General Notes
This method accommodates Attributes, Go/No-Go, or Zero-One processes. This material and the method is based on Reliability Maintainability Availability (Locks).
The calculation provides an estimate of the lower confidence interval on (one-shot) reliability. Alternatively, it provides an estimate of the upper probability of failure (UPF) at a specific confidence level.
UPF0.95 = 1 - R0.95
Page 52 of Locks:
"Beta distributions are used in reliability analysis as distributions on the reliability, p, as an r.v. (random variable) with a continuous distribution over the range zero to one."
Locks also discusses the relationships between the binomial, beta, and negative binomial distributions.

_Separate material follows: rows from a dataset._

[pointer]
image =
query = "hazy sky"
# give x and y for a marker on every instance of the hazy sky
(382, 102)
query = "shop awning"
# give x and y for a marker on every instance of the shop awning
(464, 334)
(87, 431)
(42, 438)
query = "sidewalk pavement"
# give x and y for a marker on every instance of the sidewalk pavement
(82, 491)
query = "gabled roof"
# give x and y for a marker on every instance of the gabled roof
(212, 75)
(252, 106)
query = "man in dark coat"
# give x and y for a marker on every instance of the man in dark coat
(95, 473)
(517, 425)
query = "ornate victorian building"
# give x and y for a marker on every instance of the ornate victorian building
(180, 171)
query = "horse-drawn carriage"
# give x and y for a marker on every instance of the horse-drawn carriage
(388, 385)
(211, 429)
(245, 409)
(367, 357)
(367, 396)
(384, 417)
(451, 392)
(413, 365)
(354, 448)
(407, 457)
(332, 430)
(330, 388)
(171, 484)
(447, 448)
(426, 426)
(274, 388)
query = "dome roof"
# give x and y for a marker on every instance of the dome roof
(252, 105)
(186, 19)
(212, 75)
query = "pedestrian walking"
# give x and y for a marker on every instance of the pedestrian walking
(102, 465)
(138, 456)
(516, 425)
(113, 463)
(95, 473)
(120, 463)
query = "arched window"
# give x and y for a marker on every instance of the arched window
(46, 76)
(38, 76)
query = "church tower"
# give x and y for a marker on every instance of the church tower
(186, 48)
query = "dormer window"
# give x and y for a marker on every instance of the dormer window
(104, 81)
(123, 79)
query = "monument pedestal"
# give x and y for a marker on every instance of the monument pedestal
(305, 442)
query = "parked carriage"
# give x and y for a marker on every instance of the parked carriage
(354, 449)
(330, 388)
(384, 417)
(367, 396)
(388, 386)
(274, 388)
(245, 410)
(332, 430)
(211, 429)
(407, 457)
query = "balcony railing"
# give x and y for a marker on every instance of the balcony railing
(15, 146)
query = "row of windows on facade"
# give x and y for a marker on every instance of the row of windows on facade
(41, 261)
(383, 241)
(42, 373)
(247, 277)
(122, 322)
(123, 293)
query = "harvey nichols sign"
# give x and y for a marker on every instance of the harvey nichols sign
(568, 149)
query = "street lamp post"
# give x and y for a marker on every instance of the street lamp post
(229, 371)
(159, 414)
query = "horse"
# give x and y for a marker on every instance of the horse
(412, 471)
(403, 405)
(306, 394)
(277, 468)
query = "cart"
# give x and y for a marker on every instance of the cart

Appendix Table 1 "provides percentage points of the beta distribution which can be used for reliability-confidence assessment of highly reliable components or systems."
The attached R script file provides code that duplicates the entries in the Table.
MO Locks Beta Table.R.txt (Contributed by Cliff Long)
upf_betadist.R.txt (Contributed by George Skountrianos) (Has code to emulate both results from Locks text and Navy tables.)
See also: Relationship Between AQL and UPF
Interpretation of UPF:
See the attached file below "ExampleofUPFInterpretation.pdf"
Alternative explanation (thanks to George S.):
"If we were to randomly sample 1000 groups of n = 298 devices from a large population of these devices, we would expect that the reliability would be at least 99% in 950 of those groups.
Link to the interpretation: http://www.cee.vt.edu/ewr/environmental/teach/smprimer/intervals/interval.html
Also I looked into the formula for the lower confidence limit on reliability and it turns out it is based off the Navy's upf calculation. I ran the upf R code and upf_navy(n=30,x=0,level=.90) gives a lower confidence limit of 0.92612 and upf_locks(n=30,x=0,level=.90) gives a lower confidence limit of 0.92841."
Assumptions
Trials are independent Bernoulli events.